Por: Renato Fernandes, de Campinas, SP
No último domingo (29), aconteceram o segundo turno das primárias do Partido Socialista Francês. Com uma larga margem, Benoît Hamon venceu as primárias com quase 59% dos votos, contra o ex-primeiro ministro Manuel Valls, que ficou com pouco mais de 41% dos votos. O número de eleitores foi considerado “alto” para um PS em crise e com perda da popularidade após os cinco anos de governo de François Holande: pouco mais de 2 milhões de eleitores participaram deste segundo turno – número menor do que o segundo turno das primárias de 2011 (2,8 milhões) e do que as primárias da direita (4,4 milhões).
A derrota de Manuel Valls é a derrota de François Hollande e dos seus cinco anos de mandato social-liberal. Mandato pelo qual passaram tanto Valls, quanto Hamon e Emannuel Macron, como ministros e que aprovou contrarreformas neoliberais como a Lei do Trabalho no ano passado e a Reforma Trabalhista chamada de Lei Macron que, entre outras coisas, amplia o trabalho aos domingos.
Hamon e a tentativa de um programa socialdemocrata
Benoît Hamon é um antigo quadro do PS. Atualmente era deputado na Assembleia Nacional onde se opôs a alguns projetos do governo Hollande-Valls.
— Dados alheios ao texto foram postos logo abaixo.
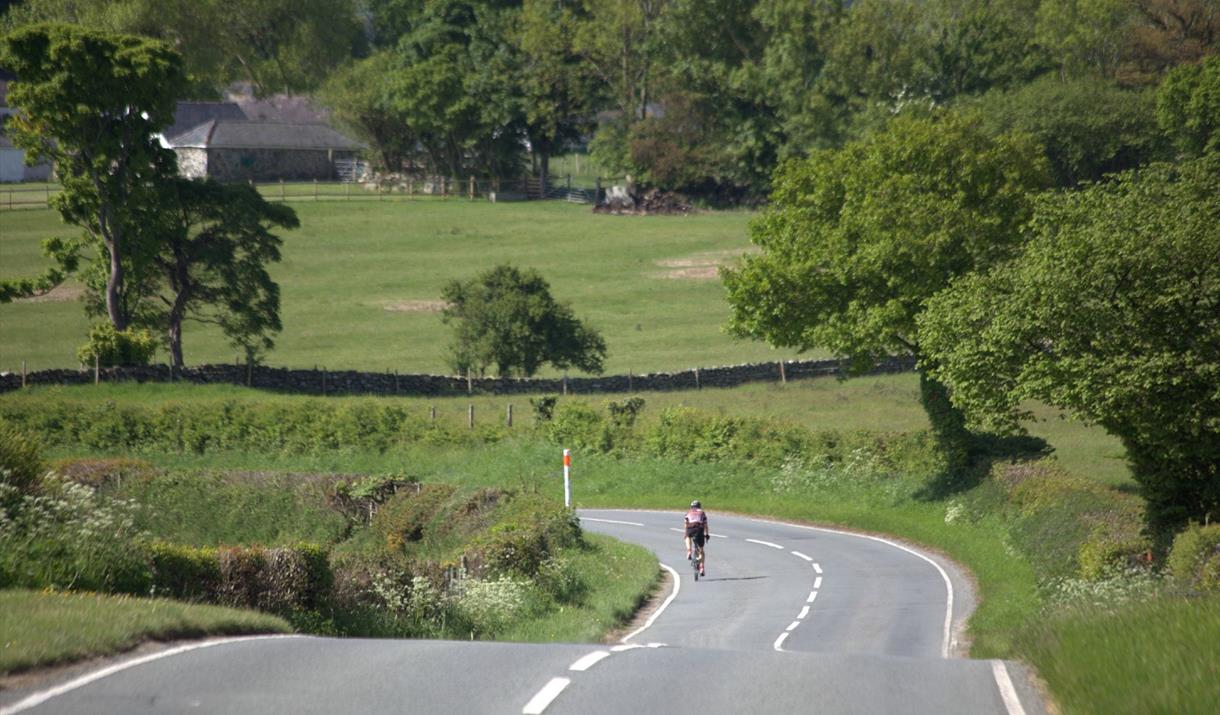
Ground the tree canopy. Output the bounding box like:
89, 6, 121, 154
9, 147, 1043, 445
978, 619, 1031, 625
442, 266, 606, 377
0, 24, 185, 331
919, 157, 1220, 530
Antes disso, foi ministro da Economia Social e depois da Educação do governo Hollande. Rompeu com o governo Hollande justamente pelas divergências com as políticas mais neoliberais que ele aplicou – isso inclui a oposição que fez à Lei Macron.
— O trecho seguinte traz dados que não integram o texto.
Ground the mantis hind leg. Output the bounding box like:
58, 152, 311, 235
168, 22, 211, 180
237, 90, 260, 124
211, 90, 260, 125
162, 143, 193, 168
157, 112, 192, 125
Por sua oposição ao governo, Hamon não é considerado um quadro confiável para muitos dirigentes do PS. Não é à toa que um setor de deputados já chamou uma reunião para essa próxima terça, 31, com o objetivo de pensar em uma estratégia do que fazer frente à vitória de Hamon. Três eleitos do PS, dois deputados e um senador, já declararam o apoio a candidatura de Macron.
A ausência de confiança de uma parte do aparelho do PS tem a ver com a derrota que este aparelho teve nas primárias, já que a maioria votou num programa mais “socialdemocrata” que neoliberal: Hamon pretende restabelecer o código do Trabalho como “limite” para os acordos trabalhistas (revogando as mudanças feitas por Hollande), um visto humanitário para refugiados, uma renda universal para todos, lutar contra a “uberização” dos contratos (todos devem ser assalariados), criar uma taxa sobre a “riqueza criada pelos robôs” com o objetivo de financiar a proteção social, legalização da maconha, entre outras medidas.
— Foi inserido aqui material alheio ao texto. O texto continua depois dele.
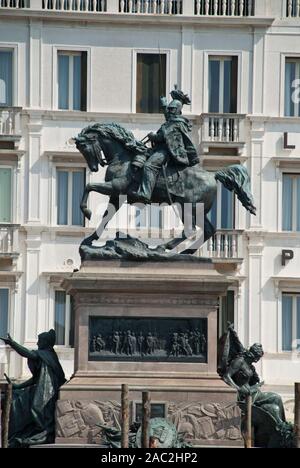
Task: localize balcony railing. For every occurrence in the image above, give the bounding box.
[0,0,258,17]
[120,0,184,15]
[0,224,19,255]
[202,114,245,143]
[0,107,21,138]
[195,0,255,16]
[286,0,300,18]
[41,0,109,13]
[199,229,243,260]
[0,0,30,9]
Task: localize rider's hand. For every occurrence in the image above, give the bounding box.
[0,334,13,345]
[4,374,11,385]
[147,132,156,141]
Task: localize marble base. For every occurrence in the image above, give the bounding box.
[56,261,241,446]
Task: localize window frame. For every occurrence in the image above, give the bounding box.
[281,170,300,233]
[0,42,17,107]
[131,49,171,115]
[53,288,75,349]
[284,56,300,118]
[0,163,15,225]
[208,181,237,231]
[55,165,87,228]
[52,44,92,112]
[0,284,12,340]
[203,50,243,116]
[279,291,300,354]
[208,55,238,114]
A difícil unidade entre Hamon, Mélenchon e o PCF
Como Hamon era um nome desconhecido dos eleitores, somente agora, após as primárias, é que a maioria dos eleitores começam a se posicionar por sua candidatura. E para um PS em crise, com rachas internos frente às eleições presidenciais, Hamon largou bastante bem: em quarto lugar, com 15% de intenções de voto, perdendo para a candidata da extrema-direita Marine Le Pen (25%), para o republicano de direita François Fillon (22%) e para Macron (21%). No campo considerado de “esquerda”, Hamon já está na frente do candidato do Parti de Gauche, Jean-Luc Mélenchon (10%), o que demonstra que uma parte do eleitorado já se deslocou de um candidato para o outro.
A política de Hamon será a de tentar unificar esse campo de “esquerda”. Nesse sentido, ele já fez um chamado a Mélenchon e ao candidato presidencial do partido Europa Ecologia Yannick Jadot para comporem uma “maioria governamental” com uma pauta social, econômica e democrática. As chances de Mélenchon compor essa frente são quase nulas, como ele próprio declarou, mas o problema dele será o velho Partido Comunista Francês (PCF). No final de novembro, em uma consulta a base, cerca de 41 mil inscritos do PCF (dos 56 mil aderentes do partido), votaram pela resolução de uma “campanha comunista independente” (94% dos votos) com Jean-Luc Mélenchon (53,5%) como candidato. Apesar de afirmar essa campanha independente do PCF, há diversos indícios nas resoluções, assim como nas declarações dos porta-vozes do partido de buscarem a “unidade da esquerda” para derrotarem a direita e a extrema-direita, o que significa abrir mão em favor de uma candidatura única da esquerda. Nas próximas semanas as negociações devem se acelerar e, talvez, um novo cenário eleitoral pode surgir.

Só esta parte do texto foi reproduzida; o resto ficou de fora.